她的丈夫和那個人渣是生意上的合作伙伴,他多多少少的懂一點,商人的世界是利益優先,他擔心無憂夾在中間會很難做人。
無憂淡然的開口,“沒事,顧睿是顧睿,杜景年是杜景年。”沒有顧家,她的身後還有戰家,她真的開口了,敢不給她面子的,還真的數不出幾個人。
她拿出手機打了個電話出去,軟軟靜靜的嗓音,“步叔叔,我是無憂,能請你幫我一個忙找一個人嗎?”
“嗯,是的,我想知道他在哪裡我有要緊的事情要找他?”
“好的我知道了,謝謝步叔叔。”
以步數在京城的關係網,要找一個人在哪裡十分鐘都不到,無憂很快就拿到地址,然後直接讓陳叔開車送他們過去。
夜妝。
夜妝和醉色在京城的關係就好比肯德基和麥當勞在全世界的存在,只是在名聲上如此,醉色在被顧氏收購改造後雖然還是時不時擦點兒邊兒,但嚴重的也沒什麼。
可是夜妝不一樣,這裡就是出了名的富人的天堂。
更準確的說,這裡是男人的天堂,專門用來銷/魂蝕骨的好地方。
她下車前司機勸阻,“太太,您懷着身孕,這裡太亂了,您有什麼重要的事情需要解決不然打個電話給顧先生讓他過來替您解決?”
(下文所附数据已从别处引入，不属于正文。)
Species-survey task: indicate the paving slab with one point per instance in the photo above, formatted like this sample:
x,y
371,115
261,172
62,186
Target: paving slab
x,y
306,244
無憂抓着包的手指微微一緊,還是輕輕的搖頭,“還是不要了,我會小心的。”
見過她的人雖然不多但是也絕不至於沒有,認識還敢動她的人除非是誠心的找死,她爹地可從來不是什麼脾氣好的人。
高大魁梧的男人站在她的身側道,“無憂,不然我一個人進去你在外面等着,我去把人要出來就行不用麻煩你。”
無憂搖搖頭,她的手機握在手裡,淡淡的道,“你要不到人的,這種地方你可能連人都見不到。”
畢竟在戰家長大,有些事情只要聽聽八卦她就能耳聞一點。
司機皺着眉頭看着她跟那個陌生男人踏進夜妝,還是從身上拿出手機撥通,“顧先生,剛纔太太和她的朋友進了夜妝,您看……您要不要過來或者派個人過來處理一下。”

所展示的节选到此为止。